Callamos mucho. Callamos demasiado. Acaso, a veces, para no herir a unas pocas personas, callamos; y a cambio dañamos con nuestra mudez a una ciudad entera, o a una multitud, víctimas de tsunamis de silencios.

Es cierto que son más, muchos más los callados inocentes, los silentes por desconocimiento, aquellos que van del “corazón a sus asuntos”, bienaventurados de cumplir con su vida, con su trabajo, con su júbilo o con su ahogo. Bienaventurados de no albergar los entresijos de los graves asuntos, de las calamidades que caen sobre la colectividad estupefacta. Son más los silentes que los que parlotean.

Pero se nos pudren, al fondo de muchos silencios, las bestialidades conocidas y no dichas, las atrocidades no denunciadas y tragadas como amarga bebida. Cuánto hedor en esa clase de secretos, cuando se apiñan los unos con los otros.

Aquella urbe estaba anegada, sepultada en sus silencios, en su mucho callar, en su largo guardarse adentro el origen de ciertos infortunios. No iba, no avanzaba, no resurgía la ciudad a plena luz, no ascendía a su prosperidad completa, no sobresalía con su esplendor frustrado, a causa de su estertor de silencios. Se había doblegado a una pasividad de lengua anestesiada, a una especie de vivísima mortandad, que dejaba pasar las hostilidades y acometidas, como si no fueran con ella, con el expolio, el saqueo, la destrucción y ruina de sus hijos.
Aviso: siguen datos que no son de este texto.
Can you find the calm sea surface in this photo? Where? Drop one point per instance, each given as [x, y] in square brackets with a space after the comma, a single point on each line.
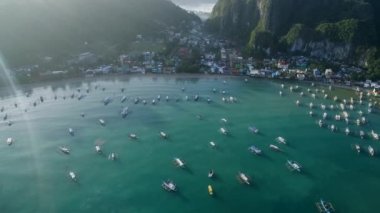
[34, 174]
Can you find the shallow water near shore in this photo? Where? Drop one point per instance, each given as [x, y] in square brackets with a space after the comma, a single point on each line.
[34, 174]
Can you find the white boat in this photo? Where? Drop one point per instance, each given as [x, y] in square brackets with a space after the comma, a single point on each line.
[324, 207]
[362, 134]
[320, 123]
[253, 129]
[212, 144]
[210, 173]
[98, 149]
[72, 176]
[123, 99]
[254, 150]
[281, 140]
[132, 136]
[324, 116]
[357, 148]
[243, 178]
[347, 131]
[163, 135]
[179, 163]
[375, 135]
[64, 150]
[333, 128]
[112, 156]
[107, 100]
[124, 112]
[9, 141]
[169, 185]
[371, 151]
[293, 166]
[71, 131]
[223, 131]
[274, 147]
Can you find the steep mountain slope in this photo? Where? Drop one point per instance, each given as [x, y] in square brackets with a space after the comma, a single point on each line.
[319, 26]
[37, 28]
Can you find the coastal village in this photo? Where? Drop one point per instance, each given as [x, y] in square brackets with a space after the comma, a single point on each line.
[195, 51]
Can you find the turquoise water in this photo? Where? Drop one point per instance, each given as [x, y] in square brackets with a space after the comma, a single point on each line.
[34, 174]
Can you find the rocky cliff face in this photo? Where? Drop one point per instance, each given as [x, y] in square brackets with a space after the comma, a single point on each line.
[246, 19]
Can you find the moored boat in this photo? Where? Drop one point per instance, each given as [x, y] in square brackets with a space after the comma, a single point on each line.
[169, 186]
[243, 178]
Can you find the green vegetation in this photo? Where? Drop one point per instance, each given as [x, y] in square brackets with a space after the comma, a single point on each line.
[33, 29]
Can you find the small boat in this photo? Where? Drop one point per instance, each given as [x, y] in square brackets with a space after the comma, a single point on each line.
[169, 186]
[320, 123]
[210, 190]
[124, 112]
[293, 166]
[210, 174]
[253, 129]
[254, 150]
[375, 135]
[274, 147]
[107, 100]
[324, 207]
[223, 131]
[72, 176]
[132, 136]
[362, 134]
[243, 178]
[112, 156]
[64, 150]
[281, 140]
[71, 131]
[212, 144]
[163, 135]
[179, 163]
[371, 151]
[98, 149]
[9, 141]
[357, 148]
[347, 131]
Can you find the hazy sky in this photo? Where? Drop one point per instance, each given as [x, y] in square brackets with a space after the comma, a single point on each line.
[199, 5]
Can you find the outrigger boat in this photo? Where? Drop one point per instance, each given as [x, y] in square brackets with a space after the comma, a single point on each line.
[64, 150]
[281, 140]
[210, 174]
[324, 207]
[254, 150]
[179, 163]
[71, 131]
[223, 131]
[371, 151]
[210, 190]
[362, 134]
[243, 178]
[253, 129]
[73, 176]
[375, 135]
[274, 147]
[163, 135]
[169, 186]
[293, 166]
[9, 141]
[212, 144]
[132, 136]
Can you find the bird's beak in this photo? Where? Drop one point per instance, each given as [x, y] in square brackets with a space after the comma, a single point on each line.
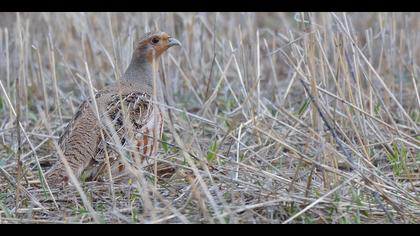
[173, 42]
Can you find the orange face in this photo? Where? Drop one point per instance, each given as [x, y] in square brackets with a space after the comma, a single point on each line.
[158, 43]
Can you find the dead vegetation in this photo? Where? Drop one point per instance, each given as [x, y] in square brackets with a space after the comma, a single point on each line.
[269, 117]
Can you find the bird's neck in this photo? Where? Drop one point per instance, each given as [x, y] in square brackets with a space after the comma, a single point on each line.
[141, 71]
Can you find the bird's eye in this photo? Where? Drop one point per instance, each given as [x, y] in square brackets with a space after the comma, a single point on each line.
[155, 40]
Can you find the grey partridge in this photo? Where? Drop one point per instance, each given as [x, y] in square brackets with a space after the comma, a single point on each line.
[128, 108]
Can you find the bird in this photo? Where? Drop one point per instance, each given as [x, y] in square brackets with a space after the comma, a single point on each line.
[125, 112]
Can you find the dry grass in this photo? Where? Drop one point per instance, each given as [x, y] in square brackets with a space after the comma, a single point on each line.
[270, 117]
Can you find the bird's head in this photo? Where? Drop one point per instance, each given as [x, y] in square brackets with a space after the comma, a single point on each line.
[153, 45]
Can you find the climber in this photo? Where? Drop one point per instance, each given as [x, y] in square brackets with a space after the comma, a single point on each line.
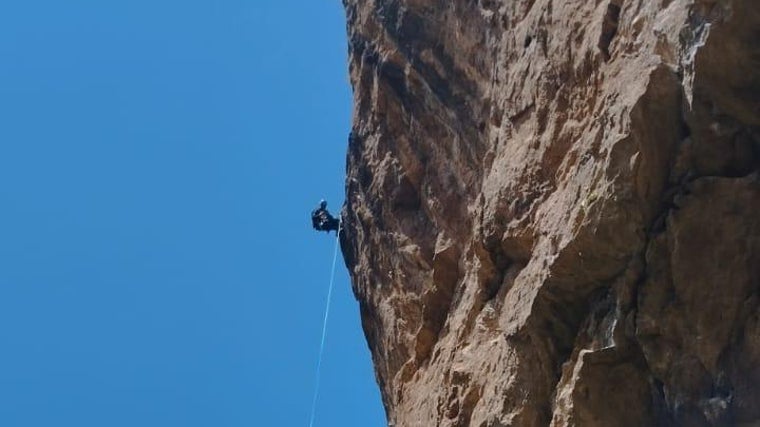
[322, 220]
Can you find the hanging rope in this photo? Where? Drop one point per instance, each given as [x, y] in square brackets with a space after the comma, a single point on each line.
[324, 330]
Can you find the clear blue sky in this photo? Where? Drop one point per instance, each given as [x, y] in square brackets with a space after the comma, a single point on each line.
[158, 162]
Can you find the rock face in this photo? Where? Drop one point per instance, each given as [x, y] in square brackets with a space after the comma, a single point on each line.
[553, 210]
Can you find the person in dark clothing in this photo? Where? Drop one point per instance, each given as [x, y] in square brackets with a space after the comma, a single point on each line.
[322, 220]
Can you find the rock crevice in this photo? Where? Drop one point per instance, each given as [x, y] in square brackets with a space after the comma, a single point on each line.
[551, 213]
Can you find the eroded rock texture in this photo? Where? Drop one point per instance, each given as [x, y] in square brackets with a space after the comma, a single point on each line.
[552, 210]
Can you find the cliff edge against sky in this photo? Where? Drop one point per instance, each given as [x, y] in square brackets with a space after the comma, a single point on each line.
[553, 210]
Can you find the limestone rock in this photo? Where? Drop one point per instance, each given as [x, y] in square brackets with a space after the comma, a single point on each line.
[552, 211]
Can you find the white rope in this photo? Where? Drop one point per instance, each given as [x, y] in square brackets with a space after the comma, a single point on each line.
[324, 331]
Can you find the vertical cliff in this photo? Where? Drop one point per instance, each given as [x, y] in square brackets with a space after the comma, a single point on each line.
[553, 210]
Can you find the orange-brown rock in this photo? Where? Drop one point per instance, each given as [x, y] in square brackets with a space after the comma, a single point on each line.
[553, 210]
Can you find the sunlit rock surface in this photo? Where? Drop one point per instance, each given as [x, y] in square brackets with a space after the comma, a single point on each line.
[553, 210]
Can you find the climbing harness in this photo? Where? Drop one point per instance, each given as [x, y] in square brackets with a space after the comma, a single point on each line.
[324, 329]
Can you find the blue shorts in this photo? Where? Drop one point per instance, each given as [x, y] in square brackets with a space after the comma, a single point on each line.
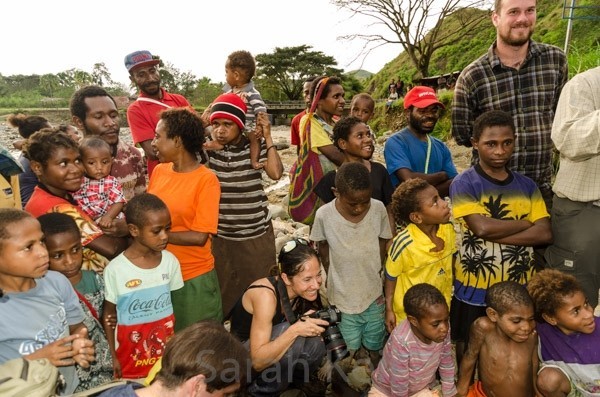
[366, 328]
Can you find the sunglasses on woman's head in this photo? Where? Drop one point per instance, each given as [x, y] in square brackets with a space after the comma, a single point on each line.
[290, 245]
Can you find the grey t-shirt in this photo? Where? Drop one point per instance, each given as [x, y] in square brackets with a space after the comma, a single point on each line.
[37, 317]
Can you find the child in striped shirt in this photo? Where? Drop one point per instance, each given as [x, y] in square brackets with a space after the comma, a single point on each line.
[418, 348]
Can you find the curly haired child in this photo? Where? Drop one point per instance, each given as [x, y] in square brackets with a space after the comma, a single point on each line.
[569, 336]
[423, 252]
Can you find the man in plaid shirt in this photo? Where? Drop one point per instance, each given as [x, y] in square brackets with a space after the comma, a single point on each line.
[521, 77]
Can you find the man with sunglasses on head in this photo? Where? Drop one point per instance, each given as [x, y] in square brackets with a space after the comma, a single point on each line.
[413, 152]
[142, 115]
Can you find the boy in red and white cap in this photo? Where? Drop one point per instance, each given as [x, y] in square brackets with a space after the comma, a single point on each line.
[412, 152]
[244, 247]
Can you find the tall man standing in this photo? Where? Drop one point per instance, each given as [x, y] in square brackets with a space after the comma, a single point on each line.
[576, 211]
[142, 115]
[521, 77]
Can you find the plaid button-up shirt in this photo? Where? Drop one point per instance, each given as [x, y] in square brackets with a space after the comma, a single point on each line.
[529, 93]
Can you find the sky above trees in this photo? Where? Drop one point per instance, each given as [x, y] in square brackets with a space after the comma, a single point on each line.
[49, 37]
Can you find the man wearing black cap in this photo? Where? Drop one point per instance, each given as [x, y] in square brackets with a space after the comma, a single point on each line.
[142, 115]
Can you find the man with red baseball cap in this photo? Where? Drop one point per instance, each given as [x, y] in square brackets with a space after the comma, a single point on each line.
[412, 152]
[142, 115]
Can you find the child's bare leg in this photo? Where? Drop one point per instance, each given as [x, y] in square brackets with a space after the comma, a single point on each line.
[552, 382]
[255, 150]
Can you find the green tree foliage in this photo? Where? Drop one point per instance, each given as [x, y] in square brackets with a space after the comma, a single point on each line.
[286, 69]
[417, 25]
[176, 81]
[101, 75]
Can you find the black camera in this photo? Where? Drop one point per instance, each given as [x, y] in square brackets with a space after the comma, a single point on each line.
[334, 341]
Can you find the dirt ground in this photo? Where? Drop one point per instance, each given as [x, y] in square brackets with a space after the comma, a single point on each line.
[281, 137]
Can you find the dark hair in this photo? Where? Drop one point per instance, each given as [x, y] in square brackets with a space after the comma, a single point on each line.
[492, 118]
[43, 144]
[420, 297]
[405, 199]
[352, 177]
[8, 216]
[77, 104]
[27, 125]
[57, 222]
[137, 208]
[343, 128]
[333, 80]
[93, 142]
[548, 290]
[204, 348]
[244, 61]
[505, 295]
[292, 262]
[185, 124]
[365, 96]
Si alguna iniquidad le amenazaba, sus instituciones, partidos, peñas o grupos -con raras excepciones- no hablaban, no se pronunciaban, no mostraban signo alguno de sensibilidad ni solidaridad. ¿Estarán ahí o permanecerán siempre ausentes, siempre huidos, siempre en su duermevela; o se habrán muerto de un hartazgo, y aún no lo sabemos? Estar como entes yertos, fríos, incapaces de reaccionar y de salir al aire para mostrarse en unidad con los que claman. Acomodarse en el no ser, vendidos de alma y cuerpo, con la absoluta cobardía del vasallaje y de la sumisión.

Cuando éramos niños, y el día se agrandaba en juegos, para llamar a la inmovilidad decíamos: “que nadie se pueda mover, sin permiso del rey”. Y así siguen, adultos y en sus puestos, estatuas en sus círculos, sin obtener permiso de su mentor, para hablar y ser libres. Absurda condición la de negarse por entero.

Mi infancia prefería un juego de liberación para uno mismo y los demás: “Levanto la piedra por todos mis compañeros/ y por mi el primero”. Qué hermosura y grandeza de fondo -y en aquel tiempo de presos y condenas. Liberarse, al fin, de la mudez y de la cobardía, unirse a la arramblada que denuncia desatinos; desenganchándose de la ligadura y el cautiverio que nos impide ser en plenitud. Y es que callamos mucho, callamos demasiado, nos acomodamos a que otros se dejen el alma o se rompan. A veces seguimos como vacada mansa la indicación, o el gesto, que el preboste o comisario político nos trazan, para que todo siga igual, para que nada cambie, para dar carta de naturaleza a tantas ruindades.